Natural and Boolean use a FULL TEXT index to search. I think that is more mySQL specific than the other searches. Perhaps the closet MC equivilant would be the Verity search.

Anyway, some bits extracted from the MySQL 5.0 documentation on Boolean Full Text Search Documentation:


The boolean full-text search capability supports the following operators:

+ A leading plus sign indicates that this word must be present in each row that is returned.

- A leading minus sign indicates that this word must not be present in any of the rows that are returned.

Note: The - operator acts only to exclude rows that are otherwise matched by other search terms. Thus, a boolean-mode search that contains only terms preceded by - returns an empty result.

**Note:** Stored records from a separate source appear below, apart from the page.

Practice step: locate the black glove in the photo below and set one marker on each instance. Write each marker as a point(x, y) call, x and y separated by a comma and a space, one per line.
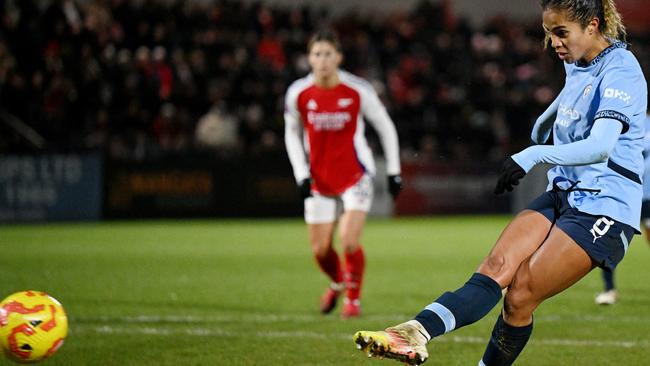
point(394, 185)
point(509, 176)
point(305, 188)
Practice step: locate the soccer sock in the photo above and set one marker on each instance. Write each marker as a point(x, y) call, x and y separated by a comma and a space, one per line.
point(464, 306)
point(506, 343)
point(355, 263)
point(608, 277)
point(331, 265)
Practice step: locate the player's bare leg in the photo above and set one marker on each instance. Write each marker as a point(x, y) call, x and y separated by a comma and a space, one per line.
point(558, 264)
point(407, 342)
point(320, 237)
point(350, 230)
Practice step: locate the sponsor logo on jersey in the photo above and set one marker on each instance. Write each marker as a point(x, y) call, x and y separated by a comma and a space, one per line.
point(345, 102)
point(329, 121)
point(619, 94)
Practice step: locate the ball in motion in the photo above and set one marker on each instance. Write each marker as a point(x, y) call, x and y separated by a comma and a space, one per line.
point(33, 326)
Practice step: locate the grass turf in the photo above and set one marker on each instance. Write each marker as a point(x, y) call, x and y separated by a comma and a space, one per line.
point(246, 293)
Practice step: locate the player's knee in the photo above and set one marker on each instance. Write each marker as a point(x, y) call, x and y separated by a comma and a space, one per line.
point(519, 301)
point(493, 265)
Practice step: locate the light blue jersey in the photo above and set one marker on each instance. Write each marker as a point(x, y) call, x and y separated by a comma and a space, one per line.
point(611, 86)
point(646, 158)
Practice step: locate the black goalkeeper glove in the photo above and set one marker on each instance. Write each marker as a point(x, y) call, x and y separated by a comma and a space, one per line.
point(305, 188)
point(394, 185)
point(509, 176)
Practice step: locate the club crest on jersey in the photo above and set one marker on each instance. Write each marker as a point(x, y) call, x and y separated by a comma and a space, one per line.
point(345, 102)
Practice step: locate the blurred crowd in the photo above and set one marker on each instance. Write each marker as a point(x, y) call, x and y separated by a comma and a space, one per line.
point(143, 79)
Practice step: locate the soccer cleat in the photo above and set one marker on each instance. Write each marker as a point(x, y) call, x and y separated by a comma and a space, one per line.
point(351, 308)
point(403, 342)
point(330, 297)
point(607, 298)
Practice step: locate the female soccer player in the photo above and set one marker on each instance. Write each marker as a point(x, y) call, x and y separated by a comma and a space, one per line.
point(334, 168)
point(610, 295)
point(590, 212)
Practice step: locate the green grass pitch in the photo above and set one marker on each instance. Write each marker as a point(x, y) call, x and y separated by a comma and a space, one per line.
point(245, 292)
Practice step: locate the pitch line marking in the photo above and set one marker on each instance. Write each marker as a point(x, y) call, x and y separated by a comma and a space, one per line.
point(216, 332)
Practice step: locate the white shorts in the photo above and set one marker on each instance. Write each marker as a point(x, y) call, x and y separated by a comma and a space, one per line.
point(325, 209)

It does not return all rows except those containing any of the excluded terms.

(no operator) By default (when neither + nor - is specified) the word is optional, but the rows that contain it are rated higher. This mimics the behavior of MATCH() ... AGAINST() without the IN BOOLEAN MODE modifier.

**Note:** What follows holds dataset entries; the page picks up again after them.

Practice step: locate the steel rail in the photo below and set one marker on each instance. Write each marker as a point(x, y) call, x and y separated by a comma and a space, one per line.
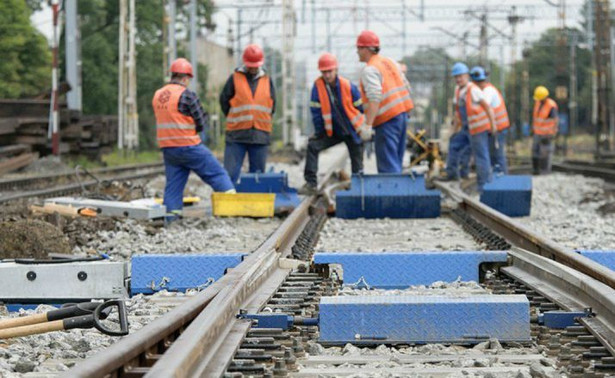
point(569, 289)
point(197, 327)
point(44, 179)
point(74, 188)
point(524, 238)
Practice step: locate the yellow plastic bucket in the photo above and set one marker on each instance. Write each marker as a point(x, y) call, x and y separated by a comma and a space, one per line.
point(257, 205)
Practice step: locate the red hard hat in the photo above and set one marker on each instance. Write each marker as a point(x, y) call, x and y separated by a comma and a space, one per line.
point(327, 62)
point(253, 56)
point(181, 65)
point(368, 38)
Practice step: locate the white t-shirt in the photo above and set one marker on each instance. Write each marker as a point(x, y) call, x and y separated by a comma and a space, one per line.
point(477, 95)
point(491, 96)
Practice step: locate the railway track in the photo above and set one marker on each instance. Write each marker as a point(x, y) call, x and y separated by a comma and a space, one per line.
point(204, 337)
point(72, 182)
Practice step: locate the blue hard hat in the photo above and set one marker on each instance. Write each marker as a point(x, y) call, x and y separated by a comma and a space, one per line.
point(478, 73)
point(459, 69)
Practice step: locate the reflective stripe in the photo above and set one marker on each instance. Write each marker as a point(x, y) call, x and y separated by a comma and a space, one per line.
point(390, 105)
point(248, 117)
point(175, 126)
point(391, 92)
point(243, 108)
point(195, 137)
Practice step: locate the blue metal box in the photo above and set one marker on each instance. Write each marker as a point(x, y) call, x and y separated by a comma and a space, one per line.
point(286, 198)
point(387, 196)
point(420, 319)
point(606, 258)
point(510, 195)
point(151, 273)
point(398, 270)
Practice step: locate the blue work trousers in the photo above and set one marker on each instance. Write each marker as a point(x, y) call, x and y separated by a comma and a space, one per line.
point(498, 155)
point(234, 154)
point(179, 161)
point(459, 154)
point(390, 143)
point(480, 150)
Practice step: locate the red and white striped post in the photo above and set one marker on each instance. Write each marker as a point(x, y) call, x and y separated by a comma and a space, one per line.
point(55, 121)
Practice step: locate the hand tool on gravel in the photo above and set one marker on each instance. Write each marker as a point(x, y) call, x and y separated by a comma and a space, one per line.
point(82, 315)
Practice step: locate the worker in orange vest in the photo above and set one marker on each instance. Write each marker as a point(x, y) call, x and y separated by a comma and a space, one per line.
point(544, 127)
point(473, 113)
point(179, 120)
point(387, 102)
point(337, 114)
point(497, 150)
point(248, 102)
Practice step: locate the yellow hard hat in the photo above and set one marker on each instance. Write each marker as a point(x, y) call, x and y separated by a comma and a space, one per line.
point(540, 93)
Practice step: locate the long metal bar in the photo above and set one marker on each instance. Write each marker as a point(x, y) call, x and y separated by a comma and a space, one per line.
point(523, 237)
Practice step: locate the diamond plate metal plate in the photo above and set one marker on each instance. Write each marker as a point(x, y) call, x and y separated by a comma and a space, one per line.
point(398, 270)
point(421, 319)
point(179, 272)
point(387, 196)
point(510, 195)
point(606, 258)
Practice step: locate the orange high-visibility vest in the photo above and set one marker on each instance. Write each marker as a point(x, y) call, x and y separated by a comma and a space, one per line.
point(395, 96)
point(478, 119)
point(250, 110)
point(173, 129)
point(541, 123)
point(500, 113)
point(354, 115)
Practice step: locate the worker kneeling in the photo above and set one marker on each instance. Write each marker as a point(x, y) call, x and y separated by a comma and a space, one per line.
point(337, 116)
point(179, 119)
point(386, 97)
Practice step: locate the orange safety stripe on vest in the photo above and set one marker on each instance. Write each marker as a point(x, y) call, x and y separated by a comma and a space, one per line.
point(500, 113)
point(478, 119)
point(173, 129)
point(354, 115)
point(247, 110)
point(541, 123)
point(395, 95)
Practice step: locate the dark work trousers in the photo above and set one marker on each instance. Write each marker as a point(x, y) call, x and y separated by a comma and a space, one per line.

( ) Parentheses group words into subexpressions. Parenthesized groups can be nested.

~A leading tilde acts as a negation operator, causing the word's contribution to the row's relevance to be negative. This is useful for marking noise words. A row containing such a word is rated lower than others, but is not excluded altogether, as it would be with the - operator.

* The asterisk serves as the truncation (or wildcard) operator. Unlike the other operators, it should be appended to the word to be affected. Words match if they begin with the word preceding the * operator.

" A phrase that is enclosed within double quote (") characters matches only rows that contain the phrase literally, as it was typed. The full-text engine splits the phrase into words, performs a search in the FULLTEXT index for the words. Prior to MySQL 5.0.3, the engine then performed a substring search for the phrase in the records that were found, so the match must include non-word characters in the phrase.

The following examples demonstrate some search strings that use boolean full-text operators:

'apple banana'

Find rows that contain at least one of the two words.

'+apple +juice'

Find rows that contain both words.

'+apple -macintosh'

Find rows that contain the word apple but not macintosh.

'+apple ~macintosh'

Find rows that contain the word apple, but if the row also contains the word macintosh, rate it lower than if row does not. This is softer than a search for '+apple -macintosh', for which the presence of macintosh causes the row not to be returned at all.

'apple*'

Find rows that contain words such as apple, apples, applesauce, or applet.

'"some words"'

Find rows that contain the exact phrase some words (for example, rows that contain some words of wisdom but not some noise words). Note that the " characters that enclose the phrase are operator characters that delimit the phrase. They are not the quotes that enclose the search string itself.